Maputo, July 13, 2026 (Lusa) - Rising fuel prices in Mozambique are challenging the viability of small-scale fishing, a source of income for nearly 400,000 people, exacerbating food insecurity and driving up fish prices, according to a study.
According to an analysis published by the Rural Environment Observatory (OMR), a Mozambican non-governmental organisation, the rise in fuel prices in May presents a challenge to small-scale fishing, a sector responsible for around 90% of national fish production, approximately 3% of Gross Domestic Product (GDP) and the direct livelihoods of nearly 400,000 people.
The study, carried out by economist and researcher Yasser Arafat Dadá, states that on 1 May 2026, “a sudden revision of fuel prices in Mozambique, with diesel rising by 44.5%, petrol by 12.1% and lighting oil by 45.9%, hit Mozambique’s small-scale fisheries hard”.
The analysis follows Mozambique’s fuel-supply challenge in April, marked by long queues and limited availability at petrol stations across the country, which affected various economic sectors.
On 7 May, the government approved the first price update in around a year, justifying the measure on the grounds of supply problems linked to the conflict in the Middle East.
According to the OMR, of the 42,723 vessels registered for small-scale fishing, only 1,986 are motorised, representing less than 5% of the national fleet.
Despite this, these vessels account for the largest catches, supply the markets and are the most exposed to rising fuel costs.
“Fuel typically accounts for the largest share of variable costs, and is estimated to make up between 40% and 60% of the total operating costs of a motorised fishing trip,” it said.

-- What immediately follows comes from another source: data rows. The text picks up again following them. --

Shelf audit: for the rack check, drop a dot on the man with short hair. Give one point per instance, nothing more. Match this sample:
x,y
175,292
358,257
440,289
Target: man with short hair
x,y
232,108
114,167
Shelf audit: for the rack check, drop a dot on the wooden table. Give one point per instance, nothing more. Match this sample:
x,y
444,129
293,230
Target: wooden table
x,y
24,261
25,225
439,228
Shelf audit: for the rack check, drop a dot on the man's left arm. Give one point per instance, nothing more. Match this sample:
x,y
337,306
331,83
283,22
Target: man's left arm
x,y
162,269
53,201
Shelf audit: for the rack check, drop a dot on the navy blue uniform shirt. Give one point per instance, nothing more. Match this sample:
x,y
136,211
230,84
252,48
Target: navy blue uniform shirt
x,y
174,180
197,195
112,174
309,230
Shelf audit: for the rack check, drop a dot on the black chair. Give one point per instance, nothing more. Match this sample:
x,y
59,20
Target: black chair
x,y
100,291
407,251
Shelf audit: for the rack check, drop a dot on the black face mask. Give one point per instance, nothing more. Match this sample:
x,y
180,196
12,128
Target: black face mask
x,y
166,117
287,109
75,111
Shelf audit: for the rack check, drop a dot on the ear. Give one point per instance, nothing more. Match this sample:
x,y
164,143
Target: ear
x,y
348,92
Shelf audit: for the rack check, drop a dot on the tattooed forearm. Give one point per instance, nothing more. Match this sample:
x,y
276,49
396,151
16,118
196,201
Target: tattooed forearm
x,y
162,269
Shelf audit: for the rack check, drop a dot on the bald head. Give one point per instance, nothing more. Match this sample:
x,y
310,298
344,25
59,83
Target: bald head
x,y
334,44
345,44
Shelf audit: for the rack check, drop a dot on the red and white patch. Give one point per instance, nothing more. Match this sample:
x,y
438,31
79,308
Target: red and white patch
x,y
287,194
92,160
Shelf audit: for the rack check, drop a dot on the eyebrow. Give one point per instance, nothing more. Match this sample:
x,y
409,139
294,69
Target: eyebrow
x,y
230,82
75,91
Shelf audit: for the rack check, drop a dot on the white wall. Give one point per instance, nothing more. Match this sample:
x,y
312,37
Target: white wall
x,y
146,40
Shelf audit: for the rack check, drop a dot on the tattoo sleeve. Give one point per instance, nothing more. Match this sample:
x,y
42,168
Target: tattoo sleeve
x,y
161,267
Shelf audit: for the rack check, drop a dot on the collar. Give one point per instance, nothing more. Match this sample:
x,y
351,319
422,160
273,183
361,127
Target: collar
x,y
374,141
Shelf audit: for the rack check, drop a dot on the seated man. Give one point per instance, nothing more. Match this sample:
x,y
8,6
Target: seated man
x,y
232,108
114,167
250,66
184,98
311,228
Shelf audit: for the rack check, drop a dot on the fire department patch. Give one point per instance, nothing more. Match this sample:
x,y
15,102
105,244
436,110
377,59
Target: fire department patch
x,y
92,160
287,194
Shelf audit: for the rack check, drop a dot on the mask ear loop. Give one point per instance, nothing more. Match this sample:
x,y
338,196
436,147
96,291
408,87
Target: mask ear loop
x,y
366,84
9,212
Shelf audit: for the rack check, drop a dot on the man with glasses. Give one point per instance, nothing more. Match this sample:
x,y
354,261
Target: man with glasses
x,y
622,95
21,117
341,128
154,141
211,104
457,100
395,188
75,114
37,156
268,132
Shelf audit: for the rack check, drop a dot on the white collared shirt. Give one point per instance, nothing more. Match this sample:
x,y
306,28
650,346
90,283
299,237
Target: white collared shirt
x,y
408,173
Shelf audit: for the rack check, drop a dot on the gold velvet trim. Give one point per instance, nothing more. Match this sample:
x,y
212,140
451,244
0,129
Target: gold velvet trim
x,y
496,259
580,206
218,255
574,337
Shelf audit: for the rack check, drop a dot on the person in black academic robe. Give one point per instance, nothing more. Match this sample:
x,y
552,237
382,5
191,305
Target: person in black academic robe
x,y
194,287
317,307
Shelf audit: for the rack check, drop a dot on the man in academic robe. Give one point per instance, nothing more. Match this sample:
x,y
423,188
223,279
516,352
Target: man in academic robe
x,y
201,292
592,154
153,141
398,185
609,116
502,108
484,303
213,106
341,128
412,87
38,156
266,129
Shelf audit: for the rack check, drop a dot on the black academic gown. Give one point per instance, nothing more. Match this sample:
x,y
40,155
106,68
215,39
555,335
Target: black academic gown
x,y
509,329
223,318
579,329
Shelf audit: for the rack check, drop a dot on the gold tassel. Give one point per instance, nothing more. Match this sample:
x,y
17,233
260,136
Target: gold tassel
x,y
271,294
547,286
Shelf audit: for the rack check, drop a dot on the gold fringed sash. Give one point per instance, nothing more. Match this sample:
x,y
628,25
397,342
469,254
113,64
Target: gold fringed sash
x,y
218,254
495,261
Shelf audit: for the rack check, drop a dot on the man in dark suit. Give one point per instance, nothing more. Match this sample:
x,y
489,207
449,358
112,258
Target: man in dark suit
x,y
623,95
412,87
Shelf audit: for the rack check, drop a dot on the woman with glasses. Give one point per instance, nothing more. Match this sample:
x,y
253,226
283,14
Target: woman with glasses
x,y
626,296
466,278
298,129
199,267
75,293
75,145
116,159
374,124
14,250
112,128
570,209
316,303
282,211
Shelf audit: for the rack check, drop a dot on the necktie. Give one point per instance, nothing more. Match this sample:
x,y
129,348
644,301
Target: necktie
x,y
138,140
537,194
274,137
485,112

According to the calculations presented, a vessel with a 25-horsepower engine and an average fuel consumption of eight litres per hour now faces daily diesel fuel costs of around 930 meticais (€12.60), compared with 639 meticais (€8.70) before the price revision.
For a fisherman who goes out 20 times a month, the increase could amount to 5,820 meticais a month (€79) The report highlights the “inflationary paradox”: although the price of fresh fish rose by 11.7% in urban markets in May, fishermen are not benefiting from this increase.
“The result is that the consumer price rises more than the producer price,” it points out.
According to the analysis, fish passes through several intermediaries before reaching consumers, including beach buyers, wholesalers, transporters and retailers, who pass on the rising costs of transport and storage to the final price.
“The consumer pays more, the intermediary maintains or increases their margin, whilst the fishermen, who have less bargaining power and need to sell quickly to preserve the perishable product, are the one who benefits least from the rise in market prices,” the OMR added.
The document also highlights possible consequences for fishery resources, notably “the risk of an intensification of fishing effort in the most accessible coastal areas”.
According to the OMR, motorised fishermen may choose to reduce the distances they travel to save fuel, thereby increasing pressure on coastal areas already exploited by communities that fish without motorised vessels.
The study also devotes a chapter to women, whom it considers to be the most exposed and least protected in the small-scale fisheries value chain.
“The 397,688 people identified by the census include 122,731 workers in other activities along the value chain. It is precisely in this group that women are most heavily represented,” it stated.
The study pointed out that women are particularly affected by rising costs in the transport, processing, and marketing of fish, as well as by greater difficulties in accessing formal credit.
“It is a cycle with two simultaneous victims: the fisherman, who does not go out to sea because fuel is too expensive and who, therefore, has no income, and the consumer, who cannot find fish at an affordable price because supply has fallen,” the study concluded.